The great Chicago blizzard of 1967: 50 years later
FOX 32 NEWS - January is usually the snowiest month in Chicago, but this year has been nearly snowless. That isn't always the case, though.
All of the city’s top five blizzards either began or ended in the month of January, and January 26 is a very big anniversary for number one on that list.
Do you remember the Chicago blizzard of 1967?
"People just shut down, the city literally shut down,” said Chicago resident Lois Slovy.
"We had all this congestion, the streets were impassible,” said Frank Wachowski, formerly of the National Weather Service.
On Tuesday, January 24th, 1967, Chicago wasn't worried about snow. The temperature was 65 degrees and severe storms swept across the area, tragically killing one person.
The next day, temperatures plummeted, but the forecast only called for a dusting to several inches of snow.
By Thursday morning, it was apparent this was much more than an ordinary winter storm. It turned into a full-blown blizzard with 23 inches of snow that buried Chicago.
"My husband was downtown for 3 nights, he couldn't drive home, Cars were stranded on the street,” Slovy said.
"What compounded the problem was the strong winds over 50 mph,” Wachowski said.

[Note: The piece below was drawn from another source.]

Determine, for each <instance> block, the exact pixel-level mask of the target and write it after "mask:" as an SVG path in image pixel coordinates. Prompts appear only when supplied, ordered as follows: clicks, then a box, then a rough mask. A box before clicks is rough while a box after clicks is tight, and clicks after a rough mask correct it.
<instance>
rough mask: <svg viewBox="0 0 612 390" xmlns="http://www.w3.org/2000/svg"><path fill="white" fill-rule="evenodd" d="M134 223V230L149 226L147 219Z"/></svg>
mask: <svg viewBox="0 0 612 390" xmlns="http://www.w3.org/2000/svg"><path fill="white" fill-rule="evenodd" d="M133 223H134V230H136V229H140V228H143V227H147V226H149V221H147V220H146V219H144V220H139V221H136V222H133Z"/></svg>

Walking was impossible and shoveling became deadly, with 60 deaths blamed on the storm. The city grounded to a halt with nearly 50,000 thousand abandoned cars and 800 city buses clogging the streets and expressways for weeks. All trains were stopped and at O’Hare and Midway, giant snow drifts covered the planes and runways. Both airports remained closed for 5 days.
Despite everything bad about the Blizzard of 67, FOX 32’s Dane Placko remembers it was a fun surprise for kids.
"The drifts were so high in the back we were able to use a shovel and tunnel into the drifts, build snow caves and tunnels,” Placko said.
And half a century later, that surprise blizzard of 1967 still tops the list of snow storms in Chicago.